1.1

153 22 13
                                    

(Changkyun)

Şuan kendi krallığımdan birkaç saf ilerliyordu sınırlara doğru. Kral Yoo ise son hazırlıkları yapıyordu seçtiği askerlerle sınırları kontrole gitmek için. Bir yolunu bulup onlarla gitmeli ve kralı öldürmeliydim. Birçok kez kral ile gitmek istediğimi söylesemde beni umursayan kimse olmamıştı. İşin kötü kısmı ön saflarda olmasına rağmen kralı koruması için Jooheon seçilmişti.

Ve şimdide avluda son kontrolleri yapıyorlardı. Her şey hazır olsada Jooheon'a yalvarmaya devam ediyordum.

"Hadi ama ne olur sen burada güvende kalsanda ben sınırlara gitsem?"

"Changkyun yalvarma artık. Daha fazla risk alma ben ve diğerleri için."

"A-ah ne olacak izin ver işte."

"Olmaz dedim.

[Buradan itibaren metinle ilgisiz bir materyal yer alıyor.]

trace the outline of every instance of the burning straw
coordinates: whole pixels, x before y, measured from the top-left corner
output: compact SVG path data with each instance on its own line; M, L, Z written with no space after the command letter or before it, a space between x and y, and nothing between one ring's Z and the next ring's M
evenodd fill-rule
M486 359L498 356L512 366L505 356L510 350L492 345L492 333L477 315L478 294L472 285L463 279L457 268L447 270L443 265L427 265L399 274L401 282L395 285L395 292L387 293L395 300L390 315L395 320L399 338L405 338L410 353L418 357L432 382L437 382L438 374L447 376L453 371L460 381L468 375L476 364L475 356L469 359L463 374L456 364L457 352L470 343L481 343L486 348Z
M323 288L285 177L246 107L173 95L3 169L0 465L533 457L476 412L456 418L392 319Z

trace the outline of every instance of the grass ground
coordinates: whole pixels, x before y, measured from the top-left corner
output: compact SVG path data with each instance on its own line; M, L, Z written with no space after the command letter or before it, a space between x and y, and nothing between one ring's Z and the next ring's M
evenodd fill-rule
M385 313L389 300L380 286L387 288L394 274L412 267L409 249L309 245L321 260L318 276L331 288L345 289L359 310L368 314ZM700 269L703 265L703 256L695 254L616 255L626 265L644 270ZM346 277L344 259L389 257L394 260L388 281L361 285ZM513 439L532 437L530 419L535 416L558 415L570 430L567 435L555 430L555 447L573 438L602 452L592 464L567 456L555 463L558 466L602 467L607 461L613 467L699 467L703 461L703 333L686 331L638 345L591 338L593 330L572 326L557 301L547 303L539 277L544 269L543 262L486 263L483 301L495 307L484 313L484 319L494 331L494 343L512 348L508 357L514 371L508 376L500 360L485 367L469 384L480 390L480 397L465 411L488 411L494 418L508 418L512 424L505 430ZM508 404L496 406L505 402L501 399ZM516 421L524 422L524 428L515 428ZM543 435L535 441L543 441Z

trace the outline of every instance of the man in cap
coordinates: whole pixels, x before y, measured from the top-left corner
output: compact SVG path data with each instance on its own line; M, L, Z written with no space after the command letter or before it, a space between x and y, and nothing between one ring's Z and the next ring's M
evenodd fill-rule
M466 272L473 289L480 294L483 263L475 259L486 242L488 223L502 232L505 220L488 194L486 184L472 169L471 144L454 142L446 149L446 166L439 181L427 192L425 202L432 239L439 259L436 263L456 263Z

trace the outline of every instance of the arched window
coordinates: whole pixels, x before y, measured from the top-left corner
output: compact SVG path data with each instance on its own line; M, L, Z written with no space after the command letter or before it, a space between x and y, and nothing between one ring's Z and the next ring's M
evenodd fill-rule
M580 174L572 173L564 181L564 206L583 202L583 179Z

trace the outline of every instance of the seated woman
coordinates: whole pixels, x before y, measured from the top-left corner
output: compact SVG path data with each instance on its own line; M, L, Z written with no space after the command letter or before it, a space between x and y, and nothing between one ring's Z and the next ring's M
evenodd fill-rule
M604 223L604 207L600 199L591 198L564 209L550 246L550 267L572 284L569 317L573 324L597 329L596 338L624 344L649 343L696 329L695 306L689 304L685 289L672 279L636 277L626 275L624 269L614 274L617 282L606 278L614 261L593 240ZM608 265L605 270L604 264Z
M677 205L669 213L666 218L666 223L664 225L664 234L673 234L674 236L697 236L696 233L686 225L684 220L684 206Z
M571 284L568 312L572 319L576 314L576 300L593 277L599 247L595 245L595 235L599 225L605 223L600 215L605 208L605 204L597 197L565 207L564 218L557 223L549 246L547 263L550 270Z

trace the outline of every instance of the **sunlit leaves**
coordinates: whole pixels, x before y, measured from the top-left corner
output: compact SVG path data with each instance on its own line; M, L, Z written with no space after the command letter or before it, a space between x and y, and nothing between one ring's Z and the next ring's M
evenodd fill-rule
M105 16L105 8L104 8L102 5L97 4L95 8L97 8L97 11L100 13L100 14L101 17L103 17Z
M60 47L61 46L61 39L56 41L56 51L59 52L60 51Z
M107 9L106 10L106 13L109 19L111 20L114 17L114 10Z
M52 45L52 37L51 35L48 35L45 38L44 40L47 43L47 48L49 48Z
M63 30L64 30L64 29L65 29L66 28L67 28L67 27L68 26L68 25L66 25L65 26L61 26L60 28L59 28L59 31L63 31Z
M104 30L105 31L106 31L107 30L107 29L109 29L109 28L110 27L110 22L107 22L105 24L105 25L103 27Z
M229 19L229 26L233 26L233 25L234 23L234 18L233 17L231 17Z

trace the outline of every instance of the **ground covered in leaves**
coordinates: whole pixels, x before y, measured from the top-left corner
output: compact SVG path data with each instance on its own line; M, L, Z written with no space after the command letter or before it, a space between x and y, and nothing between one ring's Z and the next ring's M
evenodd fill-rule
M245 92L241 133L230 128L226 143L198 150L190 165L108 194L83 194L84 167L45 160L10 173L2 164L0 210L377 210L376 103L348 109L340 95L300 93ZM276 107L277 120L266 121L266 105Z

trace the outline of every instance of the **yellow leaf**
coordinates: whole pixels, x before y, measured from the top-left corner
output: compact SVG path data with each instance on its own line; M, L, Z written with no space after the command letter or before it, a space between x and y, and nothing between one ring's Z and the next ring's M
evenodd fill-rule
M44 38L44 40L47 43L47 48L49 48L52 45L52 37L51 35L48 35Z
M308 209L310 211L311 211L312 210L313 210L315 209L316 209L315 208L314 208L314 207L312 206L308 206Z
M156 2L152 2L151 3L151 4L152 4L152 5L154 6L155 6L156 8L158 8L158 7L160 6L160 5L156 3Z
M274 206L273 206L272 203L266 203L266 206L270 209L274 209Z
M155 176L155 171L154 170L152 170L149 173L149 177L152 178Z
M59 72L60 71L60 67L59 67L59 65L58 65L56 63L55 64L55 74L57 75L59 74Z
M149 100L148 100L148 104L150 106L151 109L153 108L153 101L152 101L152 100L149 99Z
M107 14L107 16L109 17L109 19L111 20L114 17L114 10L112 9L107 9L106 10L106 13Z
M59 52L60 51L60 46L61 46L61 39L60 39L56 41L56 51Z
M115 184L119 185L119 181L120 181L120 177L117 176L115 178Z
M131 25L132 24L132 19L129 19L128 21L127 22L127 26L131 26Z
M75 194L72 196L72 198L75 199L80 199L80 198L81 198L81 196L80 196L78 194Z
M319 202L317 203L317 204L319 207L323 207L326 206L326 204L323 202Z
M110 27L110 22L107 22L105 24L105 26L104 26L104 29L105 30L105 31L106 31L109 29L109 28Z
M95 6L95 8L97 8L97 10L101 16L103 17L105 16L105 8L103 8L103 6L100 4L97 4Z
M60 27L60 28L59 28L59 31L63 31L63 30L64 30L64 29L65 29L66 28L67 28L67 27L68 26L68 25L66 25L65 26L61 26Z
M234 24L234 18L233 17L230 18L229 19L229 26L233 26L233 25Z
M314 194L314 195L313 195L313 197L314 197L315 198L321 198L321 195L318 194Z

Hem.. Asker olduğumdan beridir istediğim şeyi gerçekleştirmek için güzel bir fırsat bu."

"Neymiş o istek?"

"Eğer kralı herhangi bir tehlikeden koruyabilirsem.. Yani gözüne girebilirsem baş asker olabilirim."

"Dostum, sen zaten sarayın gözde askerisin. Ne gerek var bu dediğini yapmaya?"

"Gözde asker o." dedi kralın yanında duran baş askere bakarken. "Birde sen. Yerimi aldın, bunu sana ödeteceğim haberin olsun."

"Tabii, tabii. Savaşta ölmezsen seninle güzel bir düello yapalım."

"Söz mü?"

Serçe parmağını bana uzatan genç adama döndüm. Şuan sınırlara gitmek onun için önemliydi ve daha fazla ısrar edememiştim.

"Asker sözü." dedim serçe parmağını tutarken. Buradan çıkıp sınırlara gitmenin başka bir yolunu bulmalıydım anlaşılan.

Kral atına atladığında bütün hazırlıkların bittiğini anlamıştım. 2. ve 4. saflarda olan askerler kralı ve Hoseok'u takip ederek bahçeden çıktıklarında etrafıma bakındım. Jooheon ile ilk kez ayrı düşmüştük bir görev için. Bu yüzden yalnız başıma dikildim diğer askerlerden uzakta.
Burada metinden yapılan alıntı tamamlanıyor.